Шрифт:
Интервал:
Закладка:
Но Спирька не появился. Напрасно Севастьянов, похаживая перед афишей, ждал его и мысленно репетировал объяснение. Спирька тоже был мужчина и не нуждался в никчемных вопросах и ответах.
34
— Одного я не понимаю.
— Чего ты не понимаешь?
— Где я раньше был? Ты же существовала, ты, ты, ты! Существовала!
— Ты дружил с Зойкой.
— При чем тут Зойка? Дружба с Зойкой — это совсем другое… Слушай, помнишь — ты платок уронила, а я поднял. На площадке, неужели не помнишь? Я сам не додумался, ты мне велела поднять. Я поднял и пошел, и в голове не было, что ты для меня такое… А помнишь, как мы познакомились? Я сидел, оглядываюсь, вижу — ты. А потом ты спросила…
— Это Зойка спросила.
— Верно. Это Зойка спросила. Но все-таки что-то у меня к тебе было с самого начала. Сразу тебя увидел. Как будто нарочно оглянулся, чтобы увидеть. Как будто кто меня толкнул оглянуться. Я тебя люблю. Ты никуда не уйдешь. Ты останешься тут.
— Сумасшедший.
— Останешься, и все.
— Сумасшедший.
— Глупости. Зачем я останусь?
— Любить меня.
— Разве так я тебя не люблю?
— Так не получается. Я ни о чем не могу думать. Ничего не могу делать, когда ты не со мной.

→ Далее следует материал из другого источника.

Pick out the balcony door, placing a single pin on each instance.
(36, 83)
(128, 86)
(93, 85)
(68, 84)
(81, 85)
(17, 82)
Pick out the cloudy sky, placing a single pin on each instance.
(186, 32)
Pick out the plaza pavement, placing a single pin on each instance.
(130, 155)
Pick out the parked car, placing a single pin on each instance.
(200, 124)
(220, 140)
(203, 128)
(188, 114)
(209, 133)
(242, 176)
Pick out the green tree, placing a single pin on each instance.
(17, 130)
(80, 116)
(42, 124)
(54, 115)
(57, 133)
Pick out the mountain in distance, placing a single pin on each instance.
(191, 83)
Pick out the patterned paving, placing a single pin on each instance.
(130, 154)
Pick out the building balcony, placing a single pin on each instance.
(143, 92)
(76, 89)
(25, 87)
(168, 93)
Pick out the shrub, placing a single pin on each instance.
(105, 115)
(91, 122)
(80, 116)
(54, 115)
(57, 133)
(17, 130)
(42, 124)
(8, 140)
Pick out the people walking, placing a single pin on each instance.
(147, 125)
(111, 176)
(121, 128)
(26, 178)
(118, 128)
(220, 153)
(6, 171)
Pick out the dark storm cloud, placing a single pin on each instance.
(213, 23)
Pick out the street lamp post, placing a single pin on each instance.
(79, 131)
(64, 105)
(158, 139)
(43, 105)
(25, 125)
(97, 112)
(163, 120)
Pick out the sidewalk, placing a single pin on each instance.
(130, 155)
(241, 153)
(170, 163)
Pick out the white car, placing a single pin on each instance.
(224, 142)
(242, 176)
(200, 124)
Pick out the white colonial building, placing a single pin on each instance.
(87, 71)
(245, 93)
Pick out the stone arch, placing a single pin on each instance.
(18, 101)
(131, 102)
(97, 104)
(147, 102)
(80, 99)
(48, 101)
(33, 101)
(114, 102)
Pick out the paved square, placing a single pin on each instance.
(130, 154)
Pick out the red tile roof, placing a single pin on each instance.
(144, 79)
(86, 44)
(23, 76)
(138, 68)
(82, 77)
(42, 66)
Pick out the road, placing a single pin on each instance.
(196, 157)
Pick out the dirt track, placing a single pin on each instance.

— Наоборот, по-моему: ты ни о чем не можешь думать, когда я с тобой.
— Ты ничего не понимаешь!
— Ты уйдешь в редакцию, а я что буду делать?
— Ждать меня. Будешь заниматься своими делами. Но когда я буду приходить, чтоб ты обязательно была дома. Иначе я не могу.
— Мне и так достанется, что поздно вернулась.
— Я войду с тобой!
— Ну какие глупости, и думать не смей. Такой скандал получится, ты не представляешь. И вообще не вздумай приходить.
— Почему?
— Я не хочу!
— Почему не хочешь?
— Так!
— Нет, ответь: почему?
— Вы все мещане, вот что. Когда любовь красивая, вы не понимаете. Непременно тебе запереть меня от всех. От всего. Вот твое отношение.
— Слушай!..
— Я хочу быть счастливой. А ты требуешь, чтобы я как пришитая сидела целый день. С этими бабками, очень интересно. Сидела, тебя ждала, пока ты придешь, вот твое отношение.
— Ну не плачь. Ну не плачь. Я ничего же не требую, ну не плачь!
35
Но когда своей сильной мальчишеской рукой он обнимал ее, теплую, льнущую, — такими пустяками оказывались все несогласия! Ее теплота, ее дыхание, ее закрытые глаза — тут была сладость и тайна жизни, дары и очарования жизни; она ему эти очарования указала; приобщила, приковала к ним, заставила вращаться вокруг них на привязи. Каруселить, как было сказано в одной смешной хартии. Я каруселю вокруг тебя по орбите. Дивно прекрасное занятие — каруселить. На короткой приструнке. Вечно чувствовать эту приструнку, где бы ни был. Где бы ты ни была. Вечно ждать, даже находясь вместе. Ждать — вот откроются еще неразведанные миры; они открываются, и опять ждешь, и это бесконечно — как вселенная.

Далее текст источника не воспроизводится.